We regularly come across individuals who have only recently come out of a debt agreement and are already seeking debt consolidation assistance for their new debts. This is a serious concern. For many of us a debt agreement would indeed be a wake up call that something has gone terribly wrong. We have overextended. This sometimes occurs due to no fault of our own. Life creates unexpected circumstances and debt problems emerge that can no longer be brought under control with a little budgeting or debt negotiation.
When this occurs for a second or a subsequent time one really needs to ask whether a lesson has been learned from the first debt agreement experience.
Should debt agreement come with formal education? We strongly believe that the answer is yes. It is not enough to help an individual get rid of their current debts we should also offer a compulsory budgeting and borrowing education that the individual needs to attend as part of their debt agreement. Doing so is likely to prevent more borrowers from falling prey to the same problems time and time again.
What are the debt consolidation options available to an individual who has only recently come out of a debt agreement?
The first and the easiest method of debt reduction is to simply contact your creditors and attempt to reach an informal agreement wheeby they will allow you to make smaller repayments towards your debt obligations. Where the problem has occured because of a temporary drop in income this can be a very effective solution.
Another effective debt consolidation option that is available to individuals discharged from a debt agreement is a secured consolidation loan. This is where yoru debts are consolidate into a secured loan such as your car loan or a home loan. Before proceeding with this solution it is best to confirm that you will in fact be financially better of after consoliation. The reason that thi is sometimes not the case is that borrowers with a debt agreement history will generally need to pay more for their loans and therefore a consolidated loan may still be too expensive to be worthwhile.

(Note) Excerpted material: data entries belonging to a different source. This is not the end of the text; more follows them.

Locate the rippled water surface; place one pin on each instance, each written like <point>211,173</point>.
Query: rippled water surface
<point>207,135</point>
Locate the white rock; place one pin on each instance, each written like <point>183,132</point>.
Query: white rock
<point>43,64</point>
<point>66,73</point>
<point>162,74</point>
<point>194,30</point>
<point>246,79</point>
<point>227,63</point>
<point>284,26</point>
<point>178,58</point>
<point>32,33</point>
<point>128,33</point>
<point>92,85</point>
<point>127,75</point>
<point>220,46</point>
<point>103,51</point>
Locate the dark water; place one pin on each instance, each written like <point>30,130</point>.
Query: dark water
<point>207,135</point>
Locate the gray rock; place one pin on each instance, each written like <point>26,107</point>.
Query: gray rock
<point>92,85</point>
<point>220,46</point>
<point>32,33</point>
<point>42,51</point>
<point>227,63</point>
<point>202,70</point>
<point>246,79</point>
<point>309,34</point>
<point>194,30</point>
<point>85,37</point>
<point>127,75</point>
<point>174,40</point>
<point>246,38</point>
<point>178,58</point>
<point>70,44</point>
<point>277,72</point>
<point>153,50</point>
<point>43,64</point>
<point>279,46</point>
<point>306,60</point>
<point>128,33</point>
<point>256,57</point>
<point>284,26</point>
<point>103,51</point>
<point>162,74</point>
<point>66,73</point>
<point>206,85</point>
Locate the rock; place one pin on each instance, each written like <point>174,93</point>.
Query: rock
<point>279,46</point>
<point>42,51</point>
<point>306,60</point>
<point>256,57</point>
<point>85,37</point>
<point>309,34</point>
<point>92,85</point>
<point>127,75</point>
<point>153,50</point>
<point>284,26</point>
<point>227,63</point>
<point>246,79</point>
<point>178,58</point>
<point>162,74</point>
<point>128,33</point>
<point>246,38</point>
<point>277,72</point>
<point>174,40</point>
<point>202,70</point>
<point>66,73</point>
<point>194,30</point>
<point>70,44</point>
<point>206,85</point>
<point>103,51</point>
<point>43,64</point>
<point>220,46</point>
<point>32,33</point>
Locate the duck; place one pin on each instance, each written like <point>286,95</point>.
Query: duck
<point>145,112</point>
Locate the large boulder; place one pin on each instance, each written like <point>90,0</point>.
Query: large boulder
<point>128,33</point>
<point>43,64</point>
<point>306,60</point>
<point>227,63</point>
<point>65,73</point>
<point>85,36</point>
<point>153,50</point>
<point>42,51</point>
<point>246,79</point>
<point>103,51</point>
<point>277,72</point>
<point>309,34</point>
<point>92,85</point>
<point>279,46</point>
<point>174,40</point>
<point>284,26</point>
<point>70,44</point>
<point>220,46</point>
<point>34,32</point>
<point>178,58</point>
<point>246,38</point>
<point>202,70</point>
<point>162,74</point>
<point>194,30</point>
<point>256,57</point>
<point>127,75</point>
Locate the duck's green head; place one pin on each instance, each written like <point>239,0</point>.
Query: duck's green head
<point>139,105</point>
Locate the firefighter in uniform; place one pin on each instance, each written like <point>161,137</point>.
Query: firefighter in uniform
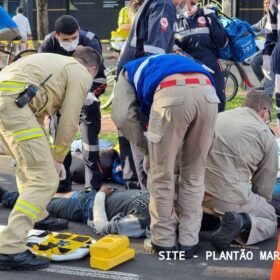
<point>181,105</point>
<point>199,33</point>
<point>151,33</point>
<point>21,130</point>
<point>64,41</point>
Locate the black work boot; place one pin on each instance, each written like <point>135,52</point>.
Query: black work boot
<point>190,251</point>
<point>23,261</point>
<point>52,224</point>
<point>152,248</point>
<point>2,191</point>
<point>232,226</point>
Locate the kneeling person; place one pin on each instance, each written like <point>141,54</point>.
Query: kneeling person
<point>177,97</point>
<point>22,131</point>
<point>241,171</point>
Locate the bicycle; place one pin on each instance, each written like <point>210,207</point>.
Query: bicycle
<point>231,81</point>
<point>111,74</point>
<point>107,97</point>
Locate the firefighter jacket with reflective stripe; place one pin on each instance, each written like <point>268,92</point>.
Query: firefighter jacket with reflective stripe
<point>65,90</point>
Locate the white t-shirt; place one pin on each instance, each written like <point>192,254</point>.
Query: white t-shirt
<point>23,25</point>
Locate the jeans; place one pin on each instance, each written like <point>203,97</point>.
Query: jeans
<point>256,63</point>
<point>76,208</point>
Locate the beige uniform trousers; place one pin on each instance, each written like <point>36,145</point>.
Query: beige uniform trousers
<point>36,175</point>
<point>262,214</point>
<point>181,117</point>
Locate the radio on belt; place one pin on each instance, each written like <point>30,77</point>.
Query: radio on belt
<point>29,92</point>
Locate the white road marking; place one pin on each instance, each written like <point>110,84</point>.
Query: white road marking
<point>92,273</point>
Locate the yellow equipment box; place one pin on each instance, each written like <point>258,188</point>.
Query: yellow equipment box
<point>109,246</point>
<point>108,263</point>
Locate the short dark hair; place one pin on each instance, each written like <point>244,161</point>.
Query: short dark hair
<point>258,100</point>
<point>66,24</point>
<point>88,56</point>
<point>20,10</point>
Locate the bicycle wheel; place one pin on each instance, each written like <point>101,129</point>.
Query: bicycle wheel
<point>23,54</point>
<point>231,86</point>
<point>111,72</point>
<point>107,97</point>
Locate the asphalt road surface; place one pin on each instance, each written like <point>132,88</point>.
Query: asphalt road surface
<point>207,265</point>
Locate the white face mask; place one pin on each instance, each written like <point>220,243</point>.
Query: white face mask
<point>69,46</point>
<point>180,10</point>
<point>185,9</point>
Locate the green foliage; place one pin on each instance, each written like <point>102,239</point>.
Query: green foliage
<point>238,101</point>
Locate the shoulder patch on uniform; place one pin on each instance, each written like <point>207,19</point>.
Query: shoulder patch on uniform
<point>90,35</point>
<point>201,21</point>
<point>163,24</point>
<point>48,36</point>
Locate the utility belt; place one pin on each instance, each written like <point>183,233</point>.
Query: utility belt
<point>26,91</point>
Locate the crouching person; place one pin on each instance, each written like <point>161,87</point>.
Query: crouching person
<point>244,149</point>
<point>21,128</point>
<point>177,97</point>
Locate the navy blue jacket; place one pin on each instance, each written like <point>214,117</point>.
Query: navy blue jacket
<point>152,31</point>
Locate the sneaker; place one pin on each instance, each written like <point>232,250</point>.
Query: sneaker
<point>232,226</point>
<point>23,261</point>
<point>51,224</point>
<point>149,246</point>
<point>190,251</point>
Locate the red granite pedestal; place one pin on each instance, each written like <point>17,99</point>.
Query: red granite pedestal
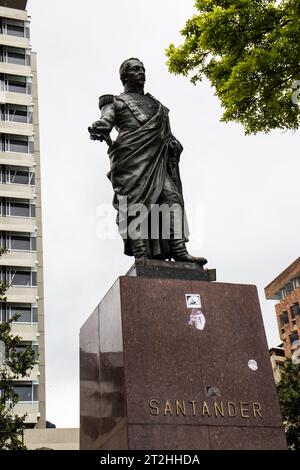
<point>162,368</point>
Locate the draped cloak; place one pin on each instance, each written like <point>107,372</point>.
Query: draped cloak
<point>139,164</point>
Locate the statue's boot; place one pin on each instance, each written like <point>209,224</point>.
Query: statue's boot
<point>139,248</point>
<point>180,253</point>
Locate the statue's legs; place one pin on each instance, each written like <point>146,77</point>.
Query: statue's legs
<point>177,242</point>
<point>139,248</point>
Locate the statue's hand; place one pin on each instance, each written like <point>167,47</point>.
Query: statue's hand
<point>100,132</point>
<point>176,148</point>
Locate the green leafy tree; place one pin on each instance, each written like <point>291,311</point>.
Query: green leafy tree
<point>18,364</point>
<point>289,397</point>
<point>250,52</point>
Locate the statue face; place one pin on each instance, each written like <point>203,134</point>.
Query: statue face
<point>135,73</point>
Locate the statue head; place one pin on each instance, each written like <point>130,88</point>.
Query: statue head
<point>132,71</point>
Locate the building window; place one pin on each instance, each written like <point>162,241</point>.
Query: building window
<point>17,144</point>
<point>21,348</point>
<point>27,392</point>
<point>293,337</point>
<point>19,277</point>
<point>22,278</point>
<point>15,55</point>
<point>295,310</point>
<point>17,175</point>
<point>296,282</point>
<point>16,84</point>
<point>27,313</point>
<point>17,242</point>
<point>279,365</point>
<point>284,319</point>
<point>16,208</point>
<point>14,113</point>
<point>15,28</point>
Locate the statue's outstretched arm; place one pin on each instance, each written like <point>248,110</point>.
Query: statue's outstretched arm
<point>101,129</point>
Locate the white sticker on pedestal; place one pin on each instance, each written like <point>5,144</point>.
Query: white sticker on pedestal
<point>2,353</point>
<point>197,319</point>
<point>296,352</point>
<point>193,300</point>
<point>252,364</point>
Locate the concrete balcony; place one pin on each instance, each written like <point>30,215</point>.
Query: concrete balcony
<point>33,376</point>
<point>15,12</point>
<point>32,410</point>
<point>16,159</point>
<point>22,295</point>
<point>17,191</point>
<point>15,69</point>
<point>16,128</point>
<point>27,331</point>
<point>19,258</point>
<point>9,97</point>
<point>14,41</point>
<point>17,224</point>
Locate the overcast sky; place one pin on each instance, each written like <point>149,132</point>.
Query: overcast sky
<point>241,191</point>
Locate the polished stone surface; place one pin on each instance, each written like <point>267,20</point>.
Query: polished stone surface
<point>156,374</point>
<point>171,270</point>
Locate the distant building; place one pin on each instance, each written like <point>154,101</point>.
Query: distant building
<point>51,439</point>
<point>20,201</point>
<point>286,290</point>
<point>278,358</point>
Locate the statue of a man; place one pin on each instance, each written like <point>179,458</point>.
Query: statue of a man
<point>144,167</point>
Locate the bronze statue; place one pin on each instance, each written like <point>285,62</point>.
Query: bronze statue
<point>144,165</point>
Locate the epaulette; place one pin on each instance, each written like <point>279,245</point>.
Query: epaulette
<point>105,99</point>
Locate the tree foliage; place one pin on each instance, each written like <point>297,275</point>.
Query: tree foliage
<point>250,52</point>
<point>289,397</point>
<point>18,364</point>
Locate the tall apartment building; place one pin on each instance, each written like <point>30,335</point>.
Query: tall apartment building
<point>20,200</point>
<point>285,288</point>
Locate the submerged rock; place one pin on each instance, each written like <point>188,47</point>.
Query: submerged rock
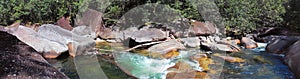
<point>230,59</point>
<point>166,47</point>
<point>292,58</point>
<point>149,35</point>
<point>216,46</point>
<point>280,46</point>
<point>20,61</point>
<point>141,66</point>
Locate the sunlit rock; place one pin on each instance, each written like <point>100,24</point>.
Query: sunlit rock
<point>51,40</point>
<point>149,35</point>
<point>64,22</point>
<point>222,47</point>
<point>229,58</point>
<point>84,31</point>
<point>292,58</point>
<point>20,61</point>
<point>92,19</point>
<point>202,28</point>
<point>248,43</point>
<point>166,47</point>
<point>191,42</point>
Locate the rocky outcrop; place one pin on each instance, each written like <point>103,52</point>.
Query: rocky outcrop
<point>149,35</point>
<point>202,28</point>
<point>92,19</point>
<point>84,31</point>
<point>50,39</point>
<point>191,42</point>
<point>64,22</point>
<point>166,47</point>
<point>292,58</point>
<point>248,43</point>
<point>20,61</point>
<point>289,46</point>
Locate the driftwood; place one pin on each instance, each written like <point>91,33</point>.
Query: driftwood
<point>141,45</point>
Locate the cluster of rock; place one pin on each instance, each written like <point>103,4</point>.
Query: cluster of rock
<point>52,40</point>
<point>284,42</point>
<point>20,61</point>
<point>288,46</point>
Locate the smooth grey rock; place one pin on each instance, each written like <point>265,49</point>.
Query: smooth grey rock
<point>166,47</point>
<point>191,42</point>
<point>84,31</point>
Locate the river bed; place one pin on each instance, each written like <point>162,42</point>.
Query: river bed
<point>258,65</point>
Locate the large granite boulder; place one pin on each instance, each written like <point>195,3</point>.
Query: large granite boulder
<point>84,31</point>
<point>248,43</point>
<point>50,39</point>
<point>149,35</point>
<point>202,28</point>
<point>93,19</point>
<point>191,42</point>
<point>166,47</point>
<point>20,61</point>
<point>292,58</point>
<point>64,22</point>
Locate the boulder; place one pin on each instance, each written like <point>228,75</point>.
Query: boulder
<point>166,47</point>
<point>50,39</point>
<point>216,46</point>
<point>20,61</point>
<point>191,42</point>
<point>84,31</point>
<point>202,28</point>
<point>93,19</point>
<point>80,45</point>
<point>280,46</point>
<point>64,22</point>
<point>149,35</point>
<point>292,58</point>
<point>248,43</point>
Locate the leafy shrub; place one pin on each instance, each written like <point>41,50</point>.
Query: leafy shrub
<point>247,15</point>
<point>36,11</point>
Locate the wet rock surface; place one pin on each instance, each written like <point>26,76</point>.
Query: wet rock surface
<point>248,43</point>
<point>20,61</point>
<point>52,40</point>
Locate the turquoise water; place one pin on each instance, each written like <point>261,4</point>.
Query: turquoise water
<point>258,65</point>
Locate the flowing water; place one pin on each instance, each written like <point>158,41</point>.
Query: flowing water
<point>258,65</point>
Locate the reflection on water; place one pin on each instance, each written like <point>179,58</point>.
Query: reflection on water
<point>258,65</point>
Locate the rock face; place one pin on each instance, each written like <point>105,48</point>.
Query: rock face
<point>50,39</point>
<point>293,58</point>
<point>191,42</point>
<point>93,19</point>
<point>166,47</point>
<point>248,43</point>
<point>64,22</point>
<point>202,28</point>
<point>20,61</point>
<point>149,35</point>
<point>84,31</point>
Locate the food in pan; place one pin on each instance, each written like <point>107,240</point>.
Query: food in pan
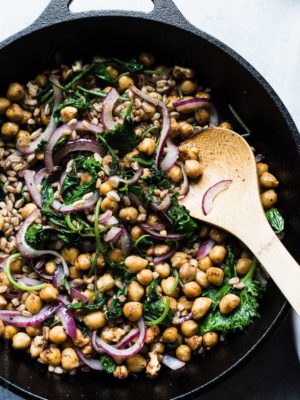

It is not possible to go from one debt agreement into another. In fact legislation requires that you have not gone into a debt agreement for at leats 10 years previously before you can avail yourself of this solution again.
Bankruptcy works differently and you can in fact become bankrupt again shortly after being discharged from bankruptcy. Therefore if after being discharged from a debt agreement you have found yourself in the same problem once agin, the second time around you may find that bankruptcy is an option but a second debt agreement is not.